Apoiada pelo ‘Estado’, Campanha Civilista é marco de mobilização

Batalha de Rui Barbosa para chegar à Presidência mostrou insatisfação da classe média urbana com a antiga política

Wilson Tosta / RIO

O diretor do Centro de Pesquisas da Fundação Casa de Rui Barbosa, sociólogo José Almino de Alencar, aponta a Campanha Civilista, apoiada em 1910 por O Estado de S. Paulo, como ponto de mudança na política brasileira. Participação popular até então inédita, emergência da classe média urbana como ator político e protestos pós-eleitorais contra fraudes marcaram a tentativa de Rui Barbosa de chegar à Presidência. Do outro lado, estava o candidato oficial, marechal Hermes da Fonseca, ex-ministro da Guerra. Daí o caráter antimilitar assumido pela tentativa do jurista de chegar ao Palácio do Catete.

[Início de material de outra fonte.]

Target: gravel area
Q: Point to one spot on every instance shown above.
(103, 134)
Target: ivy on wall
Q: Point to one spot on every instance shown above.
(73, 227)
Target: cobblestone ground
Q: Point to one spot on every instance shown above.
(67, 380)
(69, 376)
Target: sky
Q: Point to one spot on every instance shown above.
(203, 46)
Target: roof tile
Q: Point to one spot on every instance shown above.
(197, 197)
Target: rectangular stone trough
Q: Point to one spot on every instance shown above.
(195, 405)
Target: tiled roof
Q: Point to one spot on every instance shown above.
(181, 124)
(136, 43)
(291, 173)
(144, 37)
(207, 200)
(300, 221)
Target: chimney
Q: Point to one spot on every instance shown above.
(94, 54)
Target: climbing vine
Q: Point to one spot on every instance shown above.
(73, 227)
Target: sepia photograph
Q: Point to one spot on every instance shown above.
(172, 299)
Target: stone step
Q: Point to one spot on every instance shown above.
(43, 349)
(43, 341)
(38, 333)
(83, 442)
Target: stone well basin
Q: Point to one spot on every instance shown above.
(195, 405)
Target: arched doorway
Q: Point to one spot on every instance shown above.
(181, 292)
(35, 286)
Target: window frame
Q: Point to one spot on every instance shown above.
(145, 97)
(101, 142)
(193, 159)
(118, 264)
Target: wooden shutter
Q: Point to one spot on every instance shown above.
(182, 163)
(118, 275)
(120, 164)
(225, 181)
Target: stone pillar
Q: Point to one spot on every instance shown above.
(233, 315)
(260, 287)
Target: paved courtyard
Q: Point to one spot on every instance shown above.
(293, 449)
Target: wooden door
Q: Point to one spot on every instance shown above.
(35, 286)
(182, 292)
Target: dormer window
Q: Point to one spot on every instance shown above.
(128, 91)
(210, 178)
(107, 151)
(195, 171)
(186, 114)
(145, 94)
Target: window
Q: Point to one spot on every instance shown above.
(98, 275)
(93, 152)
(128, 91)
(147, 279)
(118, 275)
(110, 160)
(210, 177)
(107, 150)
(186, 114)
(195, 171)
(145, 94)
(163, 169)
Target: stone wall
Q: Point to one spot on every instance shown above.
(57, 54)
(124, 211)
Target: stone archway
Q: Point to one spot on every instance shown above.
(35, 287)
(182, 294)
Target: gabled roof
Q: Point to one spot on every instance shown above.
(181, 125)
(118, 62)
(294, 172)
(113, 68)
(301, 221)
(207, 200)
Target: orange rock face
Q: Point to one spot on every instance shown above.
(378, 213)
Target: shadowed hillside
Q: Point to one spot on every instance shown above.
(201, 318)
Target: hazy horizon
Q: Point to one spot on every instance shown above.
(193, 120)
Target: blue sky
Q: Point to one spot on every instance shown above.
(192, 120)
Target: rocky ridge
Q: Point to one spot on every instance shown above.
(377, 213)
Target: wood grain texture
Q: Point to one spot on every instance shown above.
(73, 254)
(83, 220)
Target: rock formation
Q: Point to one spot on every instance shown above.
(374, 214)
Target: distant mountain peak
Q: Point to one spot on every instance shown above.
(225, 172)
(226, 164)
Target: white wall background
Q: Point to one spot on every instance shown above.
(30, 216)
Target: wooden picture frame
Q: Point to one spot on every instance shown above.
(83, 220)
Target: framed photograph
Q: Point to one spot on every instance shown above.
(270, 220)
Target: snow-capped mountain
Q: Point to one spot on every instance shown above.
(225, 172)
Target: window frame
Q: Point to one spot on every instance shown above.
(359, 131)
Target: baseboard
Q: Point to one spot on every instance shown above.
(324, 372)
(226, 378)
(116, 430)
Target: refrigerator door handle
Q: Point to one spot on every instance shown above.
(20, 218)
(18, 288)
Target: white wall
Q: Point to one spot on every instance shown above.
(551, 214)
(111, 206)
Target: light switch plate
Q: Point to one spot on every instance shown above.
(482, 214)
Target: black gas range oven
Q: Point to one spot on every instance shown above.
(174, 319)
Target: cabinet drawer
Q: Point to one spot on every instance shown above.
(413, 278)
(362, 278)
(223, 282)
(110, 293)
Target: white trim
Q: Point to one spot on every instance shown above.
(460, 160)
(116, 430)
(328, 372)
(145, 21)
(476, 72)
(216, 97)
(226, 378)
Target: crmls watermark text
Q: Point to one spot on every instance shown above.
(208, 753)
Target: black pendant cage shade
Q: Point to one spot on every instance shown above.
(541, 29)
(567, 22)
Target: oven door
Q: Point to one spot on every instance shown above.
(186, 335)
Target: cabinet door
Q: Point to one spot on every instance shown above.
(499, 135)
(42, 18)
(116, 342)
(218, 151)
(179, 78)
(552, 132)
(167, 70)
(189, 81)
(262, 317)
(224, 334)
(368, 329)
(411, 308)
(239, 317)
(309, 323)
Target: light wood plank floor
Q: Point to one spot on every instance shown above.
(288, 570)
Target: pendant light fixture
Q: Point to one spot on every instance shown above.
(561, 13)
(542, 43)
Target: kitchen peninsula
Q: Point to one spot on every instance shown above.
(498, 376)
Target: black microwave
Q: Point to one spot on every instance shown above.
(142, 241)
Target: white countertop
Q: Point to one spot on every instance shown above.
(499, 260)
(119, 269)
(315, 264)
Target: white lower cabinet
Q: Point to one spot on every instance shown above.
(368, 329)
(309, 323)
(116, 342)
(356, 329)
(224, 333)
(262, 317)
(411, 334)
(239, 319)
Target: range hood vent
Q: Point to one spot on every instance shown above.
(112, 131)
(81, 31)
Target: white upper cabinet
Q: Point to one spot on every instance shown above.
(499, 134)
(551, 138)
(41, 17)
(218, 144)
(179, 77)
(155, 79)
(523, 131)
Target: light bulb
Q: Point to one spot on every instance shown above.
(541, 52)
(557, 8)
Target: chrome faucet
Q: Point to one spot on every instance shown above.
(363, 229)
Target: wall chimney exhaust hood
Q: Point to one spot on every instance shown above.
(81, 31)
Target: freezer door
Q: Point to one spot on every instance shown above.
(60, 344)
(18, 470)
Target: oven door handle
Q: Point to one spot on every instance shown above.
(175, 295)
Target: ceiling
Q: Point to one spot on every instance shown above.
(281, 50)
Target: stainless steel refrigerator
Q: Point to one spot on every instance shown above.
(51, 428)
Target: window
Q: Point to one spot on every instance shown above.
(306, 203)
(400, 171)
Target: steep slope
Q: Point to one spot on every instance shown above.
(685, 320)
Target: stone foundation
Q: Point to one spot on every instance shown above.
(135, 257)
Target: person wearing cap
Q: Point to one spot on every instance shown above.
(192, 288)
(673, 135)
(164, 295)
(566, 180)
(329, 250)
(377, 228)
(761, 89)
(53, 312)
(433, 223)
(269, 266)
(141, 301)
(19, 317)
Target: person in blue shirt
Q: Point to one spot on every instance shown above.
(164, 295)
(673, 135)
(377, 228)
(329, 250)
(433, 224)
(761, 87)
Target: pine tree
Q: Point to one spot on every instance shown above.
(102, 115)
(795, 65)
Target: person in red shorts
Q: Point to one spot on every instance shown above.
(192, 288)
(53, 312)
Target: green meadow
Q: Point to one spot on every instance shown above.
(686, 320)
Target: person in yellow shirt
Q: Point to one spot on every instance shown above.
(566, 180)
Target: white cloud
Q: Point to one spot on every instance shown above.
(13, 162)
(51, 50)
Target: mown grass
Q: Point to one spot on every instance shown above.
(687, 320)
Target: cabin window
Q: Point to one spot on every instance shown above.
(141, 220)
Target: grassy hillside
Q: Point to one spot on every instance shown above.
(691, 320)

“A República foi proclamada por meio de um golpe militar. Os dois primeiros presidentes eram militares. E logo depois se estabeleceu uma presidência civil, em torno do acordo proporcionado e conduzido pelas bancadas dos grandes Estados, Minas e São Paulo”, diz Alencar. “Então se formou a política dos governadores, um acordo oligárquico que dividia a Presidência e as sucessões à Presidência. Com a ascensão da candidatura de Hermes da Fonseca, surgiu o espectro de um retorno ao militarismo. Isso não foi conduzido prioritariamente por Rui nem por seus aliados. Mas surgiu da campanha popular, que teve uma repercussão bem maior do que as anteriores.”

Alencar lembra que, após os governos de Deodoro da Fonseca (1889-1891) e Floriano Peixoto (1891-1894), houve uma sucessão de presidentes paulistas. Foram Prudente de Moraes (1894-1898), Campos Sales (1898-1902) e Rodrigues Alves (1902-1906). Este, contudo, não conseguiu fazer um sucessor de São Paulo. O posto foi para o mineiro Affonso Penna, que morreria em 1909. Seu vice, Nilo Peçanha, assumiu. Hermes foi lançado, o que desagradou a São Paulo e à Bahia. A elite paulista sustentou a candidatura de Rui à Presidência, assim como a baiana.

A oposição do Estado às articulações sucessórias do Catete se revelara antes. Seu diretor, Julio Mesquita, assinalou que “candidaturas oficiais e princípios democráticos são duas coisas que uma à outra se repelem”. A crise se instalara quando a República ainda era comandada por Penna. Um virtual candidato, o mineiro João Pinheiro, morrera em 1908. Penna tentou emplacar como candidato oficial seu ministro da Fazenda, David Campista. Rui, assim como Mesquita, repeliu-o. A morte de Penna ocorreu em meio às articulações. O lançamento de Hermes fez a crise se agravar. A proximidade com Rui Barbosa aumentou.

“Com São Paulo, O Estado de S. Paulo apoia a candidatura de Rui”, conta Alencar. “Em São Paulo, há uma tradição republicana paulista, específica. Em segundo lugar, Rui foi uma tentativa de criação de uma posição liberal no Brasil, que não vingou e coincidia com a linha e os editoriais de O Estado de S. Paulo. Rui, de certa maneira, funda uma perspectiva liberal no Brasil. A Campanha Civilista funda algumas linhas ideológicas, inclusive o udenismo. Uma contribuição importante foi a ampliação do público político. É uma campanha em que o candidato da oposição teve pela primeira vez mais de 10% dos votos, teve 35%.”

Derrotado numa eleição marcada pela fraude, como era costume, Rui teve suas denúncias contra as irregularidades publicadas no Estado.

“Começavam a aparecer os jornais de massa no Brasil”, explica Alencar. “O que eram os jornais até então? Eram de grupos políticos, financiados por personagens. Quando o jornal começa a se tornar de massas, inclusive incorporando notícias populares, começa a adquirir certa autonomia como veículo de referência.” Para Alencar, essa mudança ajudou a reforçar a Campanha Civilista.

O pesquisador destaca que o eleitorado, na época, era perto de 2,7% da população. Isso não diferia de outros países. Apesar do reduzido número de votantes, foi a primeira campanha do País mais parecida às que viriam depois, com comícios cheios e declarações de voto.